Lo sviluppo urbano si ebbe lungo il corso del Po all’altezza delle isole fluviali di sant’Antonio e di Belvedere, su un territorio dominato dalle acque e caratterizzato da diffusi dossi e strisce di terra emerse. Nell’area passava la strada che metteva in comunicazione Ravenna con i territori veneti a nord del fiume; il Po era attraversato all’altezza dell’isola di sant’Antonio, dove meno profonde erano le acque. La presenza di un guado è testimoniata dallo stesso nome di una delle più antiche chiese ferraresi, Santa Maria in Vado ( = del guado).
Per tradizione, sulla scorta dell’umanista Flavio Biondo, si faceva risalire le origini del primo nucleo urbano al VII secolo, quando l’esarca Smaragdo fondò il “castrum” bizantino. Le recenti indagini archeologiche condotte da Sauro Gelichi hanno però contraddetto le argomentazioni di storici e archeologi, in particolare le conclusioni cui erano pervenute nel 1974 Francesca Bocchi (Note di storia urbanistica ferrarese nell’alto Medioevo, Ferrara 1974) e Stella Uggeri Patitucci (Un’evidenza archeologica per il medievale "castrum Ferrariae", “Bollettino annuale dei Musei Ferraresi”, III, pp. 85-92; Scavi nella Ferrara medioevale. Il castrum e la seconda cerchia, “Archeologia medievale”, I (1974), pp. 111-47), che collocavano il “castrum” in corrispondenza della divisione del Po nei due rami di Volano e di Primaro, ma continuavano a datarne la fondazione al VII secolo, pur, la Bocchi, con non poche perplessità rispetto alla fonte Flavio Biondo.

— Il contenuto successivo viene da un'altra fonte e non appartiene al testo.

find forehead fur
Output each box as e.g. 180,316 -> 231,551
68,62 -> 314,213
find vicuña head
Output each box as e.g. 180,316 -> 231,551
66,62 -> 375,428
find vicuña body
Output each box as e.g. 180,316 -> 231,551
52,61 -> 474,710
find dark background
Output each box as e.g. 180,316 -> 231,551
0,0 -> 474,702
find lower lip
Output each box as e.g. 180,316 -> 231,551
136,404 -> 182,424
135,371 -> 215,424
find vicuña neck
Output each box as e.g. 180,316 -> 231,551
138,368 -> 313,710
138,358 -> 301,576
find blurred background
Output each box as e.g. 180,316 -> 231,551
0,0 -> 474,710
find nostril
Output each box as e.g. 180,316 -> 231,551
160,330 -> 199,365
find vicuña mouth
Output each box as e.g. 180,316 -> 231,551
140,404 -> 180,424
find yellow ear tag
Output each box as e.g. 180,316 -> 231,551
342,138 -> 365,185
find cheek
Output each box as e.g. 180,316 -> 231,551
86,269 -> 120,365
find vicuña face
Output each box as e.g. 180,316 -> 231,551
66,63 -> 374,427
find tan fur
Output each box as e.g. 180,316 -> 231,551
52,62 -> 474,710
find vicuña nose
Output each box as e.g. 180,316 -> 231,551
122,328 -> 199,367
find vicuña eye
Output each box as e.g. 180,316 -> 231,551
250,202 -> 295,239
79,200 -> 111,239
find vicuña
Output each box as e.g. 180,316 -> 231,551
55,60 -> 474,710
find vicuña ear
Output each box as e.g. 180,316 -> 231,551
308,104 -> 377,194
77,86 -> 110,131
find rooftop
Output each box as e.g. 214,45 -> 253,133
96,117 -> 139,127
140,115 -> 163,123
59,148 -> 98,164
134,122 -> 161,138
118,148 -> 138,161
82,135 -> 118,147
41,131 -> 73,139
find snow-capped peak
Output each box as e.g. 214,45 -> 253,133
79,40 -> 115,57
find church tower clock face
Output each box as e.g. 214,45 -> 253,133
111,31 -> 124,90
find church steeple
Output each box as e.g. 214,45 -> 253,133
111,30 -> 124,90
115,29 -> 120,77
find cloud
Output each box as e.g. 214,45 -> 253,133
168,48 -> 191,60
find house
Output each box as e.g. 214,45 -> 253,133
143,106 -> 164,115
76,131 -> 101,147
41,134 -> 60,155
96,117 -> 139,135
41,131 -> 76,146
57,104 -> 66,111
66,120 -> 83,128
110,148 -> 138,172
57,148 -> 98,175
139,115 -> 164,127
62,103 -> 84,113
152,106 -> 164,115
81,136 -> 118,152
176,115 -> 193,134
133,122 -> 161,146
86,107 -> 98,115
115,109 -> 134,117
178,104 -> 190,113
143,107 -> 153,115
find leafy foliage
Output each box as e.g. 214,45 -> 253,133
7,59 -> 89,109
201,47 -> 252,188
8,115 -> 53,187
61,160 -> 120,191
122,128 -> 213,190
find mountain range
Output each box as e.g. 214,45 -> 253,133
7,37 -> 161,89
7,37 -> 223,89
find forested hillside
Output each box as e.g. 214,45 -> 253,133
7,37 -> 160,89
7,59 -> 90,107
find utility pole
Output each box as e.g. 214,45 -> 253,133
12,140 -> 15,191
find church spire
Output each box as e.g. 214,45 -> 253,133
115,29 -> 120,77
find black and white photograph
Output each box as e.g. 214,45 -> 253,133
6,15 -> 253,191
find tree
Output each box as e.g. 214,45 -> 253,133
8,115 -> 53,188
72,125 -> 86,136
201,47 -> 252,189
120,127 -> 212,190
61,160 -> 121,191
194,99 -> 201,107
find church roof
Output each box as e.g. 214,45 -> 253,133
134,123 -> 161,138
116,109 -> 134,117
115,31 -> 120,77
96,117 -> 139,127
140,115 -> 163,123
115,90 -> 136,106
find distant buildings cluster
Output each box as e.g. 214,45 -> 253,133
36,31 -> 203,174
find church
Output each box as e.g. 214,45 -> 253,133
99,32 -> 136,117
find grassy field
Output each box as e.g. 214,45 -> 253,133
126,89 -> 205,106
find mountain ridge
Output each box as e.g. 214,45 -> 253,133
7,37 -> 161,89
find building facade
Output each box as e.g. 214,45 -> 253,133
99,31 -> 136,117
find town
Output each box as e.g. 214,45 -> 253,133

Sulla datazione Sauro Gelichi (G.P. Brogiolo, S. Gelichi, Nuove ricerche sui castelli altomedievali in Italia settentrionale, Edizioni all'insegna del Giglio, Firenze 1996 - Quaderni del Dipartimento di Archeologia e Storia delle arti, Sezione archeologica - Università di Siena, è intervenuto smontando l’ipotesi archeologica della Patitucci Uggeri concludendo che “un castrum fondato dai Bizantini (o, con maggior precisione, dall’esarca Smaragdo), agli inzi del VII secolo nell’area che costituirà, questa sì, il nucleo generatore dell’abitato di Ferrara, resta ipotesi suggestiva e plausibile, ma non è supportata, al momento, da alcun riscontro documentario.” A favore dell’ipotesi Gelichi si è dichiarato Gabriele Zanella (voce “Ferrara”, in «Dizionario enciclopedico del Medioevo» dir. A. Vauchez, ed. it. a c. di C. Leonardi, Roma, Città Nuova 1998 II, 712-3) e con essa occorrerà confrontarsi ora se si vuole, con accettabili argomentazioni, riaffermare la tradizione umanistica.